Dr. Johnston-Lavis measured the azimuth of the wave-paths at sixty-five places, and at about one-third of these was able to make two or more observations. The azimuths converge towards the same region as in 1881, but the area covered by their intersections is larger. The meizoseismal band of maximum vertical destruction indicated by shading in Fig. 16 is also of the same form and slightly greater extent, reaching from the upper part of Lacco to a little south of Frasso, and being therefore nearly a mile in length. The centre of maximum impulse was in the same position as in 1881, or possibly a little more to the south.
Professor Mercalli's observations were made at forty-eight places, and in only six cases were they the same as those used by his predecessor. He also notices that most of the azimuths converge towards Casamenella, and intersect within an elongated area. This area runs in the same direction as Dr. Johnston-Lavis's meizoseismal band, but is less elongated, and situated a short distance farther to the south, though on the whole the agreement between the two areas is remarkably close.
There was again apparently a second epicentre at Fontana. In this town, according to Dr. Johnston-Lavis, there were two distinct types of damage. As in 1881, there was evidence of a vertical blow, the only one that absolutely ruined houses; but, in addition, there was another independent set of fissures, quite as widely distributed as the others, though evidently caused by a less violent movement. These indicated a wave-path with a low angle of emergence coming from between north and north-north-west, or almost exactly in the line of meizoseismal band. To the south of Fontana, however, there is a group of places, including Panza, Serrara, Barano, etc., where the azimuths diverged rather widely from the epicentre at Casamenella. These azimuths are twelve in number, and it is worthy of notice that they all intersected the crater of Epomeo, while half of them passed within a few hundred yards of Fontana.
DEPTH OF THE SEISMIC FOCUS.
Measurements of the angle of emergence were made by Dr. Johnston-Lavis at twenty-four places, and in every case from fissured walls. The greater part of the diagram on which his results are depicted is reproduced in Fig. 17. The horizontal line, as in Fig. 13, represents the level of the sea, the longer vertical line one passing through the epicentre, and the shorter another through Fontana. The short lines on the left of the former show the incipient wave-paths to places lying east of the epicentre; those on the right, with one exception, represent the wave-paths to places west of the same meridian. Small horizontal marks are inserted on the vertical lines to show the depth in tenths of a mile below the level of the sea.
Fig. 17.—Diagram of wave-paths at seismic vertical of Ischian earthquake of 1883. (Johnston-Lavis.)[ToList]
The six angles of emergence that would give the greatest depth below the epicentre were all measured at places in the south of the island close to the line joining Panza and Barano, and it will be noticed that five of these apparent depths are much greater than those obtained from the other wave-paths.
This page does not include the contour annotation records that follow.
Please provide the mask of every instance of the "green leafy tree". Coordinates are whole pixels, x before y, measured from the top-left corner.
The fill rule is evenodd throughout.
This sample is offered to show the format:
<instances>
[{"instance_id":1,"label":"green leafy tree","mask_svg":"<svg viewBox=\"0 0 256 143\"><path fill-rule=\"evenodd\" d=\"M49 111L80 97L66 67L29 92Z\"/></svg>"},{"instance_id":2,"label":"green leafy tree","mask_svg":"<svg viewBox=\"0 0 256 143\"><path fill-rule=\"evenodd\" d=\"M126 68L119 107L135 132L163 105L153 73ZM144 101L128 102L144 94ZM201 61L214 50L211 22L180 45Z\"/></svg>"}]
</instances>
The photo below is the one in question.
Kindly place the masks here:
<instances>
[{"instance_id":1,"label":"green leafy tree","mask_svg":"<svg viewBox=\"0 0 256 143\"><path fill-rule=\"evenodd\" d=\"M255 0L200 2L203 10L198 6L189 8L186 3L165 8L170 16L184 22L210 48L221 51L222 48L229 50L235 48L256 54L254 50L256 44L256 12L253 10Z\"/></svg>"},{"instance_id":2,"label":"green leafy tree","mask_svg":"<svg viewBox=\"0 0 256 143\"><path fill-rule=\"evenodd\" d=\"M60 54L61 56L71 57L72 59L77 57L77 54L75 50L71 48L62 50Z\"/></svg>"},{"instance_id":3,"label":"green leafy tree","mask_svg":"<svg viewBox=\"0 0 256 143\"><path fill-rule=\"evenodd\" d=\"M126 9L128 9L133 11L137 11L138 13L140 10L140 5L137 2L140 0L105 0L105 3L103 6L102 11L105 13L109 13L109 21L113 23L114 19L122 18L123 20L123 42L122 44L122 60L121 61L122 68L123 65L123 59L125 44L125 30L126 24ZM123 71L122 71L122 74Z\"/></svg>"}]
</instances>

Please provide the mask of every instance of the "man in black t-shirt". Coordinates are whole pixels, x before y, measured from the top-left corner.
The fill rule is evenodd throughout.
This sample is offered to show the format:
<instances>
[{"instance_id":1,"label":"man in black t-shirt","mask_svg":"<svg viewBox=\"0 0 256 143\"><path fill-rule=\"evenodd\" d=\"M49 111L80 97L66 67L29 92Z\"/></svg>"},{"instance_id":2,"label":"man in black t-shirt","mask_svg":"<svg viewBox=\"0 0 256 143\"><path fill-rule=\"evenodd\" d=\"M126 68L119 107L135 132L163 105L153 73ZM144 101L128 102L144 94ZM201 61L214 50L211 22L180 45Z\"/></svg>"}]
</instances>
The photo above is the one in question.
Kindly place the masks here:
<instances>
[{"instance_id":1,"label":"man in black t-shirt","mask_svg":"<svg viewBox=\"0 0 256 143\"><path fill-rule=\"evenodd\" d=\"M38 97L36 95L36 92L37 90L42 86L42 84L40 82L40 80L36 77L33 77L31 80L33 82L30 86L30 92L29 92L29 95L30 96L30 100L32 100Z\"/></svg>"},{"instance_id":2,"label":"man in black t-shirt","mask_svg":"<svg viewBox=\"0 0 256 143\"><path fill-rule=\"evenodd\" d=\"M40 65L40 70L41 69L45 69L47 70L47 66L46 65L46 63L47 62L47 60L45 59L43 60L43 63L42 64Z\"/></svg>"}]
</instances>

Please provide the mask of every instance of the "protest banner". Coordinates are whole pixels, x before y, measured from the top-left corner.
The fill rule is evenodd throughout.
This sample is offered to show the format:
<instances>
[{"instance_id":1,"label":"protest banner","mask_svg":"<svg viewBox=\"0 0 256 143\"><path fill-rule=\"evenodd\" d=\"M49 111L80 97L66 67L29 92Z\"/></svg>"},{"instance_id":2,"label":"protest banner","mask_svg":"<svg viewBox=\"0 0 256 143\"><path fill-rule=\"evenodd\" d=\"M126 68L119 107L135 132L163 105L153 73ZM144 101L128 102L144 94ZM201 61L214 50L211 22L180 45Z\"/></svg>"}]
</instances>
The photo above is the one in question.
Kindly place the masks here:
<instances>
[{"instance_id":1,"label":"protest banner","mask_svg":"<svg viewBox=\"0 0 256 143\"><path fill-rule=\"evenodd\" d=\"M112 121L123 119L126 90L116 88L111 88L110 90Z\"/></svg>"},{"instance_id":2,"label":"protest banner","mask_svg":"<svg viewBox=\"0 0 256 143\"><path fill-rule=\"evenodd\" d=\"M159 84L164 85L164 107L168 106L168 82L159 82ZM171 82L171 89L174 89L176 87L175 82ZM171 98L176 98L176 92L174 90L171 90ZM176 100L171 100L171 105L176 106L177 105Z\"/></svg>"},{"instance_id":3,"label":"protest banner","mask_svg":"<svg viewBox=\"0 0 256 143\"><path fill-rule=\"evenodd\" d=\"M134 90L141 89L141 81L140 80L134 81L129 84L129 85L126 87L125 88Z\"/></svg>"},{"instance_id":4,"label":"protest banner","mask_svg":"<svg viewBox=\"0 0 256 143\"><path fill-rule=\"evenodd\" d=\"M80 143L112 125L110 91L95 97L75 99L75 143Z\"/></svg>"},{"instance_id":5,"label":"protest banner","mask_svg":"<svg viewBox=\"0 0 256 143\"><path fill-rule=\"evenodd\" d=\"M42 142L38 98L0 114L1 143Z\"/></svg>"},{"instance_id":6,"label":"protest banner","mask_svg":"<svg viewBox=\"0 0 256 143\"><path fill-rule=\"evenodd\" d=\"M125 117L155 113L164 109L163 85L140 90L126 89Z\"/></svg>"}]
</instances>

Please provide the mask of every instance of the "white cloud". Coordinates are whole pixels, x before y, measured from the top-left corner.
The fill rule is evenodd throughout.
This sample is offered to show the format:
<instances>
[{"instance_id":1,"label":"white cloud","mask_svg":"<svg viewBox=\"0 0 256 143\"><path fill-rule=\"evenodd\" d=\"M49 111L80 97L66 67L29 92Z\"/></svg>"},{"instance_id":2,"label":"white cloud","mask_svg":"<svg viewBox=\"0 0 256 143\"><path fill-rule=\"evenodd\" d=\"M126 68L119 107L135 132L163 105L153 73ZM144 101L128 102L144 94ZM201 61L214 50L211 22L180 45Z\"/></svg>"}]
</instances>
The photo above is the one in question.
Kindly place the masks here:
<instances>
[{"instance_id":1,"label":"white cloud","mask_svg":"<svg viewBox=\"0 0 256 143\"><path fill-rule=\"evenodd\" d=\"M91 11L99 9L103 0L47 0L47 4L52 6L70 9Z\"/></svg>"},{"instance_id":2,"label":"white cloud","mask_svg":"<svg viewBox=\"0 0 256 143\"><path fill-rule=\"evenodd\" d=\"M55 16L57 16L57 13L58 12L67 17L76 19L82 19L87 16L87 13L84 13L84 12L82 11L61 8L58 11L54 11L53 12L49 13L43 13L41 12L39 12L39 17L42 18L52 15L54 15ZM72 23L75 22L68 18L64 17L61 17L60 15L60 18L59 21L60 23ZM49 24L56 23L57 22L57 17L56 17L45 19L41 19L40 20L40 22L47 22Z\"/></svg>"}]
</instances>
Excluding these observations, the remaining eighteen give depths ranging from about 450 to about 3,350 feet, and a mean depth of 1,730 feet,[24] or nearly one-third of a mile, that is, almost exactly the same as the mean depth found from the earthquake of 1881.
The six exceptional angles of emergence come from the district of divergent azimuths to the south of Epomeo. Three of the corresponding azimuths pass within one-quarter of a mile from the centre of Fontana, and none of the other three more than three-quarters of a mile from the same point. Though disbelieving in a subsidiary focus below this town, Dr. Johnston-Lavis has calculated its mean depth, supposing it to exist, and found it to be about 1,560 feet below the sea level, a result which is remarkably close to the calculated mean depth of the focus near Casamenella.